The NewGELU module implements the Gaussian Error Linear Unit (GELU) activation function.

How it works
The GELU activation applies a smooth, probabilistic gating to each input value, defined as:

0.5 * x * (1.0 + torch.tanh(math.sqrt(2.0 / math.pi) * (x + 0.044715 * torch.pow(x, 3.0))))

This approximation is computationally efficient and numerically stable, making it the standard choice in large-scale language models.

Functions:

Method Parameters Returns Description
forward x: Tensor Tensor Applies the GELU activation elementwise to input.

Input / Output

  • Input: Tensor of arbitrary shape.
  • Output: Tensor of the same shape, with each element transformed by the GELU function.

SelfAttention Class

The SelfAttention module implements multi-head masked self-attention with an output projection, as used in GPT-style Transformer blocks. It supports Flash Attention (via PyTorch’s scaled_dot_product_attention) when available, otherwise it falls back to a standard implementation with an explicit causal mask.
This ensures that tokens can only attend to previous positions (autoregressive setup), while providing an efficient fast path when running on modern PyTorch versions.

Constructor:

Attribute Type Description
config object Configuration object that must provide: n_embd, n_head, block_size, attn_pdrop, resid_pdrop, and dropout.

Key Config Fields

Field Type Description
n_embd int Embedding dimension (must be divisible by n_head).
n_head int Number of attention heads.
block_size int Maximum sequence length; used to create the causal mask in fallback mode.
attn_pdrop float Dropout rate applied to attention weights.
resid_pdrop float Dropout rate applied to the output projection.
dropout float Dropout probability used inside Flash Attention (training mode only).

Functions:

Method Parameters Returns Description
forward x: Tensor Tensor Applies multi-head masked self-attention to input (B, T, C), returns same shape.

Input / Output

  • Input: Tensor of shape (B, T, C)
    • B: batch size
    • T: sequence length (≤ block_size)
    • C: embedding dimension (n_embd)
  • Output: Tensor of shape (B, T, C) after attention and projection.

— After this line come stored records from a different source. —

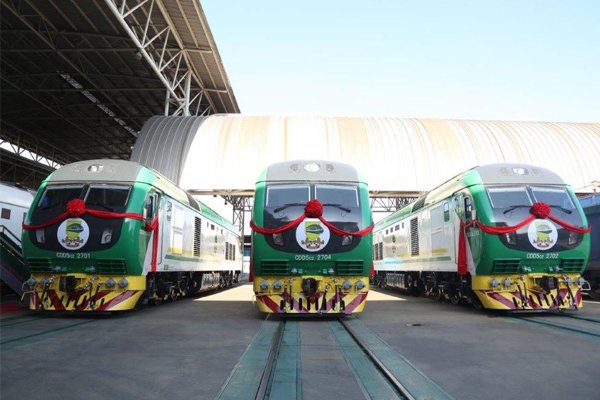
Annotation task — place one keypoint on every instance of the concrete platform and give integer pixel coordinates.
(188, 349)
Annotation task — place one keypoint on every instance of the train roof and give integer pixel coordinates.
(516, 173)
(15, 195)
(310, 170)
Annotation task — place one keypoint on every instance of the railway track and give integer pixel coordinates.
(275, 362)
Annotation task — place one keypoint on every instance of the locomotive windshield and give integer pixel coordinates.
(554, 197)
(99, 196)
(341, 207)
(502, 198)
(59, 195)
(107, 197)
(511, 205)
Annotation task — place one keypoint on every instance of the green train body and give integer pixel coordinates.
(591, 208)
(139, 238)
(308, 268)
(537, 267)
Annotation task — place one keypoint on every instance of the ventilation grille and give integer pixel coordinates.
(349, 267)
(39, 264)
(111, 267)
(414, 237)
(506, 266)
(274, 267)
(572, 265)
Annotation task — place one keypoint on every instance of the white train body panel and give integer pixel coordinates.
(424, 241)
(214, 248)
(14, 204)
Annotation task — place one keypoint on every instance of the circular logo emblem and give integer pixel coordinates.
(73, 233)
(312, 235)
(542, 234)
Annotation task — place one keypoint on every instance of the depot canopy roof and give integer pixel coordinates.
(224, 154)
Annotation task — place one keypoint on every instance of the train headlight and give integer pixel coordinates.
(106, 236)
(511, 238)
(278, 239)
(312, 167)
(346, 240)
(40, 235)
(568, 280)
(573, 237)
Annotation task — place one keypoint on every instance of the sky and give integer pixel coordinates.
(492, 60)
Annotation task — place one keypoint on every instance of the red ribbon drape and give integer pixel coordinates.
(538, 210)
(76, 208)
(461, 258)
(312, 209)
(153, 227)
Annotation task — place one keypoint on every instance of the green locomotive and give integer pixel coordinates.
(107, 235)
(499, 236)
(311, 239)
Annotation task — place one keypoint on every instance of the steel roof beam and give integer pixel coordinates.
(49, 43)
(173, 79)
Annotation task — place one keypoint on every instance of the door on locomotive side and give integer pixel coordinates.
(151, 214)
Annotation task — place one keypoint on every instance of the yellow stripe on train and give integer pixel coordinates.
(525, 293)
(331, 295)
(84, 292)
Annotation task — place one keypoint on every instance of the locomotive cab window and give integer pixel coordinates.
(506, 197)
(150, 206)
(446, 212)
(108, 197)
(337, 195)
(59, 195)
(280, 196)
(554, 197)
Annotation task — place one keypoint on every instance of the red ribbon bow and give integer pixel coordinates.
(312, 209)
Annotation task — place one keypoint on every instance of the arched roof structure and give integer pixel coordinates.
(399, 157)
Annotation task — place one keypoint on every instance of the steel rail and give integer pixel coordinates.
(396, 384)
(266, 380)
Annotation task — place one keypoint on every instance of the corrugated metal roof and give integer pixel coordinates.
(399, 155)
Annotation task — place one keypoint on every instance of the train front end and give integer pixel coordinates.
(529, 241)
(311, 240)
(85, 239)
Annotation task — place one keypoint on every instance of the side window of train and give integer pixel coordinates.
(468, 208)
(150, 206)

This module forms the core of the Transformer’s ability to model contextual dependencies, ensuring causal masking for autoregressive text generation.


Block Class

The Block module represents a single Transformer block as used in GPT-style models.
It combines multi-head masked self-attention with a position-wise feed-forward network (MLP), each wrapped in a residual connection and pre-activation Layer Normalization. This modular design allows stacking multiple blocks to build a deep Transformer.

Structure

  1. LayerNorm + SelfAttention

    • Input is normalized with LayerNorm before being passed to the SelfAttention module.
    • Residual connection: the attention output is added back to the input.
  2. LayerNorm + MLP

    • Another LayerNorm is applied before a feed-forward MLP:
      • Linear projection expands embeddings to 4× their size.
      • Non-linear activation (NewGELU).
      • Linear projection back to the embedding size.
      • Dropout for regularization.
    • Residual connection: MLP output is added to the input.

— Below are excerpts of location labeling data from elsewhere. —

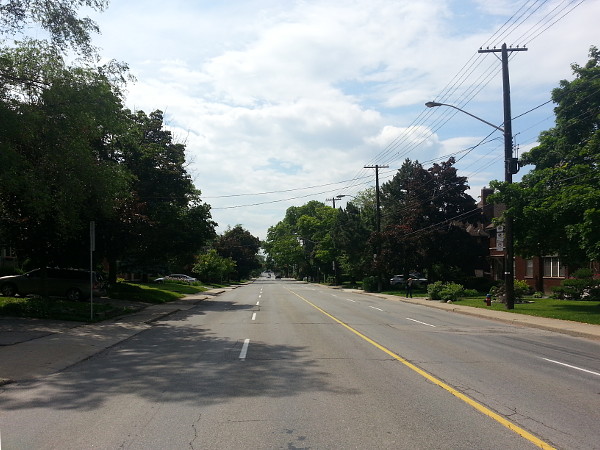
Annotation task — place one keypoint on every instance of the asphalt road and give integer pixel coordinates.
(279, 364)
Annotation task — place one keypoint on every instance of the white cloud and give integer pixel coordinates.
(271, 96)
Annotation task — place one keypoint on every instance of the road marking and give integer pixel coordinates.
(422, 323)
(468, 400)
(244, 349)
(572, 367)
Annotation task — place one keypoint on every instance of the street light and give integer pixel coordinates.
(511, 167)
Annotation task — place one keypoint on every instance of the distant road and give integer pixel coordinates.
(282, 364)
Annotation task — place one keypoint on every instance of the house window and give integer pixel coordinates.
(553, 267)
(529, 268)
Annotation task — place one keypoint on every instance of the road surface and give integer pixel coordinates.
(282, 364)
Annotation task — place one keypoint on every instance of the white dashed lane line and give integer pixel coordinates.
(422, 323)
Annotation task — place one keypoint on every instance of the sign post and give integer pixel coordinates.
(92, 249)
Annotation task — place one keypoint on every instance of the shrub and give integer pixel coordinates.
(521, 289)
(452, 291)
(578, 289)
(434, 290)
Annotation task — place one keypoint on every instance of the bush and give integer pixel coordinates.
(434, 290)
(578, 289)
(471, 293)
(452, 291)
(446, 291)
(521, 289)
(370, 284)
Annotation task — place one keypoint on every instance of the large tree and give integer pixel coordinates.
(53, 176)
(58, 17)
(424, 217)
(556, 207)
(242, 247)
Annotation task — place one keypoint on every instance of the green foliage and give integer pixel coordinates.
(434, 290)
(211, 267)
(58, 17)
(556, 206)
(370, 284)
(445, 291)
(239, 246)
(583, 287)
(39, 308)
(415, 203)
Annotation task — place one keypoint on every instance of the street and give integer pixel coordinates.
(283, 364)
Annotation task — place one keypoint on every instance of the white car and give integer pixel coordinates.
(418, 280)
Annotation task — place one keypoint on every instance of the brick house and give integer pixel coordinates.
(542, 274)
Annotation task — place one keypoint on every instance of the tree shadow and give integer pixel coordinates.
(177, 361)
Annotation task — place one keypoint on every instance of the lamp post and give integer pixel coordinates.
(510, 167)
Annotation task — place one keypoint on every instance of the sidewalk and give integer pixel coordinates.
(577, 329)
(32, 348)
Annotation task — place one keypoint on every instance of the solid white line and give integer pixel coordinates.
(244, 349)
(572, 367)
(422, 323)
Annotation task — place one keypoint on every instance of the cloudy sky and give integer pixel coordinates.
(283, 102)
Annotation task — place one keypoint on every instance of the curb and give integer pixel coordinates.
(576, 329)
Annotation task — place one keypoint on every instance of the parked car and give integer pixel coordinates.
(70, 283)
(418, 280)
(176, 277)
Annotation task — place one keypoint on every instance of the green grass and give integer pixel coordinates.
(58, 309)
(39, 308)
(153, 293)
(577, 311)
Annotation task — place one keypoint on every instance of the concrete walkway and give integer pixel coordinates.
(33, 348)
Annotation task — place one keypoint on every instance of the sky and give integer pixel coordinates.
(284, 102)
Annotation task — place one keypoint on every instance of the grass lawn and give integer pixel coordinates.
(57, 309)
(153, 292)
(577, 311)
(60, 309)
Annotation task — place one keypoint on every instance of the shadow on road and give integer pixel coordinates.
(178, 361)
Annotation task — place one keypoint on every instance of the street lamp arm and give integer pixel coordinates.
(434, 104)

This layout is known as pre-norm residual Transformer block.

Constructor:

Attribute Type Description
config object Configuration object with at least: n_embd (embedding size), resid_pdrop (dropout rate).

Functions:

Method Parameters Returns Description
forward x: Tensor Tensor Applies LayerNorm → SelfAttention (with residual) and LayerNorm → MLP (with residual).

Input / Output

  • Input: Tensor of shape (B, T, C)

    • B: batch size
    • T: sequence length
    • C: embedding dimension (n_embd)
  • Output: Tensor of shape (B, T, C) with contextualized embeddings, ready for the next block.

This class is the core building unit of the GPT model — stacking multiple Blocks allows the network to capture increasingly complex dependencies in the input sequence.


GPT Class

The GPT module implements a minimal GPT-style Transformer language model.
It consists of token and positional embeddings, a stack of Transformer Blocks (each with self-attention and MLP), a final LayerNorm, and a linear language modeling head that outputs token probabilities.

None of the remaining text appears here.